レイン・メーカーは未来人が自分の母親を殺害することは知っている。それは、ループを閉じられなかった者の犯行であるが、誰であるかまではわからない。そこで自分の素性(生年月日+病院の番号)を伝えて過去に戻し、自分を襲わせるのだ。そのせいで自分が死ぬリスクはないのか? 最強のテレキネシスがあるので、その点については安心していたのだろう。実際、ハゲもすんなりとは殺せなかったのだから。それに過去の身柄を押さえておけば、未来人はどうとでも処理できる。

(2)ハゲがエイブを始末するシーンがなかったのは何故か?
劇中で唯一、未来人同士が邂逅する場面であり、何故カットされたのかは不明だが、観客に憶測を挟む余地を与えてくれたことに感謝したい。エイブが全てを吐露し、ルーパーの役目がレインメーカーを生み出すことにあると知らされるのだ、きっと。事切れるエイプ、躊躇うハゲ。そして決戦場へ臨む。

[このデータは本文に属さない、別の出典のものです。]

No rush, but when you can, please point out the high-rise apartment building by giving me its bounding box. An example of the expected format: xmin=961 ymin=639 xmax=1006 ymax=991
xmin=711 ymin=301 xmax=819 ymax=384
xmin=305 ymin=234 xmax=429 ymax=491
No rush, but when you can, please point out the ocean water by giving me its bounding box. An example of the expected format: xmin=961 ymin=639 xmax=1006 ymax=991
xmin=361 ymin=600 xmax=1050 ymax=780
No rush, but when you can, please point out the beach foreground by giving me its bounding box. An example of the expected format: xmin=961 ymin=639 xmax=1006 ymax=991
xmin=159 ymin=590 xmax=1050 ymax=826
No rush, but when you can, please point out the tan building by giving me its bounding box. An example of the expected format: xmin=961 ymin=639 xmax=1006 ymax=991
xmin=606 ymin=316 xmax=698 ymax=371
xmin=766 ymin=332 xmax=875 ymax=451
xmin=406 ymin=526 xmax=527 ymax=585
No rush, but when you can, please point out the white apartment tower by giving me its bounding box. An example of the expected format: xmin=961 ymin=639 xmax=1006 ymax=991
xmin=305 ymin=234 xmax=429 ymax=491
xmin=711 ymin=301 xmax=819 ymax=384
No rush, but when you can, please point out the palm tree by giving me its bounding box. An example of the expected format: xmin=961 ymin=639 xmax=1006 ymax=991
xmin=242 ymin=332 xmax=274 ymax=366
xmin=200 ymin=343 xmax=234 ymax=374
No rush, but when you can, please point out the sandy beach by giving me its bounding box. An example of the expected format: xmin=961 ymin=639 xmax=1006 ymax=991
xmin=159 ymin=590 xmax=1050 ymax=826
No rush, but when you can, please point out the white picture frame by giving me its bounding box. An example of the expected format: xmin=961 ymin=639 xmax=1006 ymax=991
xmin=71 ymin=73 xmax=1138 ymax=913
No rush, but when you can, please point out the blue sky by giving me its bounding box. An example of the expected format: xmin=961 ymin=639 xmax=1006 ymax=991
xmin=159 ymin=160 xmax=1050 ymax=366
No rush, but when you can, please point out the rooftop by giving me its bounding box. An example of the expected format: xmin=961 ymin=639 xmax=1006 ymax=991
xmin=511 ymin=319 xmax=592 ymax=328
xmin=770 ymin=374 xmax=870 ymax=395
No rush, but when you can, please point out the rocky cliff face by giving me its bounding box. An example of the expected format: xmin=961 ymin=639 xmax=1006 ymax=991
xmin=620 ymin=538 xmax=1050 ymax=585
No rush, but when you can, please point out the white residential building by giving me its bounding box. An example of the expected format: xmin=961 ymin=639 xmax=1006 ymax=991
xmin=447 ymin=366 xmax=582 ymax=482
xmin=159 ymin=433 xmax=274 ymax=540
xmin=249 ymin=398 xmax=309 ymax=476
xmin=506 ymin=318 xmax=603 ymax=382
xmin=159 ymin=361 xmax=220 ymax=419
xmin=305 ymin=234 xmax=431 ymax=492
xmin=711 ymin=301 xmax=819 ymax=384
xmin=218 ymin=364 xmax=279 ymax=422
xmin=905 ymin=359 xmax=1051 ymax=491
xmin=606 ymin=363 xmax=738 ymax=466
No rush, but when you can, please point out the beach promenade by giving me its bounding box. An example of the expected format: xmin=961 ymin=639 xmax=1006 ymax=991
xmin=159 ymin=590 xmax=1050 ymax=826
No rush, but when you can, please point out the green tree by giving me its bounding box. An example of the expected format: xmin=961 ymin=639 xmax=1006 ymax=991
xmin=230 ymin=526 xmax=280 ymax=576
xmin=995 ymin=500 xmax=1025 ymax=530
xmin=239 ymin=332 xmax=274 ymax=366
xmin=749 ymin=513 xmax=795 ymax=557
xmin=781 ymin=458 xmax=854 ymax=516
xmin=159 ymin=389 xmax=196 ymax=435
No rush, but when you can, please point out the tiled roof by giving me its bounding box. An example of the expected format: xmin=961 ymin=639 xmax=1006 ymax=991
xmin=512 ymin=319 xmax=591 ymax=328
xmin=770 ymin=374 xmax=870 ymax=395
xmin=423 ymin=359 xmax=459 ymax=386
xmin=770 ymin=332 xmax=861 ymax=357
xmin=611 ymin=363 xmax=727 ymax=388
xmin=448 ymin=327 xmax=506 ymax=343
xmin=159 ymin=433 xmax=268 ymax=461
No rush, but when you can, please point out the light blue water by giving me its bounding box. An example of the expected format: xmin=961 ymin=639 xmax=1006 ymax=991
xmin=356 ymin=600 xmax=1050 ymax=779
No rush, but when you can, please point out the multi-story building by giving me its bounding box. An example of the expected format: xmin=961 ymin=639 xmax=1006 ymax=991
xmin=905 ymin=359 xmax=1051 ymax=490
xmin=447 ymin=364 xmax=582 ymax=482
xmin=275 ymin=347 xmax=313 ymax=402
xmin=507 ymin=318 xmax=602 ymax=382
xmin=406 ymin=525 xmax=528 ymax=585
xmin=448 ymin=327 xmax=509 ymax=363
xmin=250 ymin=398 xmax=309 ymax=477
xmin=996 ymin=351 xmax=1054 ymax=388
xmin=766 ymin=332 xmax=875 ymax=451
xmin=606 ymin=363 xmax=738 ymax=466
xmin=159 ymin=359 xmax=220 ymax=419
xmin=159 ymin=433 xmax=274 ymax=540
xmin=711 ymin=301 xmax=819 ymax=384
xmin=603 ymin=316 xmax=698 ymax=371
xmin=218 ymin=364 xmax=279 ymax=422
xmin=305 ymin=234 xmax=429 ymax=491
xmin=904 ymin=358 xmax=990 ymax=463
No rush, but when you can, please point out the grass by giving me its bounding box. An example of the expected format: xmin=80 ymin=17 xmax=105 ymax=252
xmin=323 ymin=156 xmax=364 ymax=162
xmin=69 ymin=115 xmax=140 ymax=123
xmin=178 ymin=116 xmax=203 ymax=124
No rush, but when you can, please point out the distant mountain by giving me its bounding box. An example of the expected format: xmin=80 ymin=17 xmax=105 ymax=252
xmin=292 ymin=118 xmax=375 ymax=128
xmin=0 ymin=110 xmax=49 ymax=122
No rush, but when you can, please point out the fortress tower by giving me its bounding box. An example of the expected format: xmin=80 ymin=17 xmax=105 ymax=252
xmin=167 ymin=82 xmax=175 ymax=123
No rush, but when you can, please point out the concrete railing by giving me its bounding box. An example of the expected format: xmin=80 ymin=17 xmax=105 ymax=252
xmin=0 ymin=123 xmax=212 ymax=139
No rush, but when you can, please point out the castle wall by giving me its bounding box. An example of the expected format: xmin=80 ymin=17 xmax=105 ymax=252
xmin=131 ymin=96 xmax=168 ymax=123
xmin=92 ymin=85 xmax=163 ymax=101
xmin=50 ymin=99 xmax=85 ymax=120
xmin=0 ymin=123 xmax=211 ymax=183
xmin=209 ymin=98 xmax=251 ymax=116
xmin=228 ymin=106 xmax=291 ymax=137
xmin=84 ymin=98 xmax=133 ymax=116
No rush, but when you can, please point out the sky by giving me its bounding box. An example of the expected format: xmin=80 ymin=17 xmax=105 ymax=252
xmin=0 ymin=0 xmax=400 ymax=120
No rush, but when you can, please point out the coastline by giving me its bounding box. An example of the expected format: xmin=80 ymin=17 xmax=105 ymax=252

2044年のジョー(ジョセフ・ゴードン=レヴィット)にとってはこれが2回目のループであり、『シュタインズ・ゲート』風に言えば、α世界線からβ世界線へと移行する鍵を握る人物である。α世界線、即ちレイン・メーカーが生まれる未来が見えたのはきっとそのためだろう。ハゲも、母親を殺しただけではレイン・メーカーが生まれてくることを知っている。シドを殺さなければ──ここでしくじっても、タイム・マシンが完成したらもう一度ループして追いかける、くらいのことを思ったかもしれない。

しかし、ジョーの決断が未来をβ世界線へと移行させる。レイン・メーカーは誕生せず、タイム・マシンも悪用されることもない未来だ。ハゲのおかげでルーパーたちは全滅しているのでタイム・パラドックスも起こらないことになる。かくして『ブラジルから来た少年』作戦は失敗に終わったのだった。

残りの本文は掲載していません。